While it can seem as if all eyes are on the Olympics and the employment opportunities already being created, we must not lose sight of the other major infrastructure development coming to the sub region; Crossrail. We already know that 11,000 jobs will be created requiring specialist skills during construction and we must make sure that our residents have access to these jobs, and to the proposed specialist construction academies that will furnish the right skills for these jobs. We will also review the economic impact on the sub region and employment opportunities from Crossrail’s delivery, which could be substantial, particularly for our outer London boroughs.
Workforce development: the skills challenge and engaging with business
One of our biggest challenges will be to produce the level of skills required by the workforce in order to satisfy future demand for jobs. There has been a longstanding mismatch between the skills of local residents and the skills and competences required by employers, with overall skill levels in London Thames Gateway boroughs significantly below the London average. We must ensure that our current and future residents are equipped to compete in the open market; recognising that improved transport links will bring challenge as well as opportunity.
Part of this is about raising aspirations of children and young adults, increasing participation in post-compulsory education and widening access to higher education: all critical if local residents are to take advantage of the opportunities the Thames Gateway offers.
The eight higher education institutions that are part of the TGLP family already educate in excess of 116,000 students, 50% of whom are from the LTG area – and within a regional context their activities account for almost a third of total student provision. Additionally, through the development of KnowledgeEast, the business-focused network of eight universities and colleges in East London and Thames Gateway, employers have access to the expertise and facilities of 5,000 academics and some of the UK’s highest-rated research departments. These co-ordinated interventions between business and universities (knowledge transfer) will play an increasingly important role in developing the skills of our residents and markets of tomorrow.
World class Olympic legacy educational facility
We are extremely keen to play our part as the Mayoral proposal to develop a world class educational Olympic legacy facility in the Gateway develops. TGLP and our Higher Education Group want to ensure that the wider Gateway context is properly recognised and that we maximize the benefits of any new facility for our existing residents as well as new students who may be attracted to the Gateway.

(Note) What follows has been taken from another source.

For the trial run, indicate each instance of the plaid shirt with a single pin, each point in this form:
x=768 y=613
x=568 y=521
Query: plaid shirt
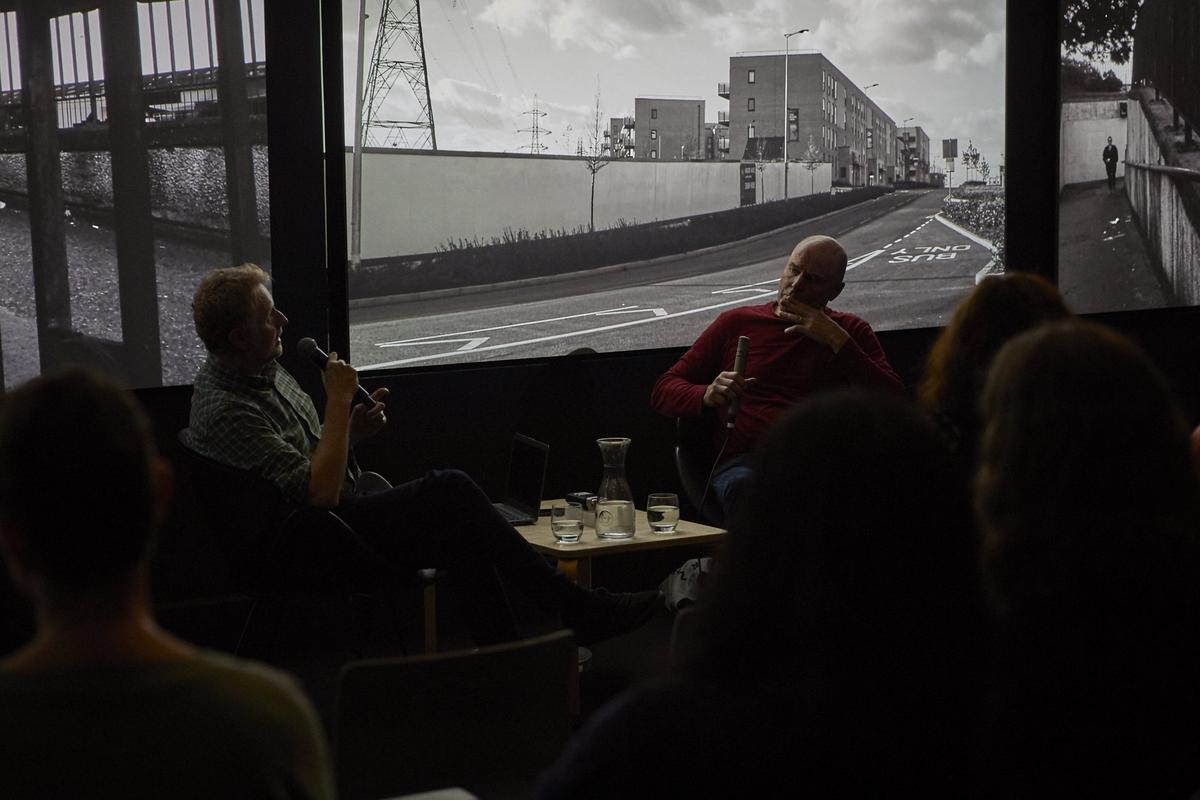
x=263 y=423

Despite the current economic climate, there are encouraging signs of progress which should mean the London Thames Gateway will emerge strongly post-recession. There are more degree educated residents (+72,000 since 2005) and a decline in the number and proportions of residents with low skills. Even more encouragingly, there are signs that the improvements in skills across the sub region will continue. GCSE results have shown significant improvements and participation in post-compulsory education and training has also increased. There are now more people going into higher education in our boroughs (+43% since 1999), with higher numbers of highly skilled residents entering the local labour market. We must ensure this progress is maintained, and match the improvements in the skills of our residents with equal progress in generating new employment opportunities.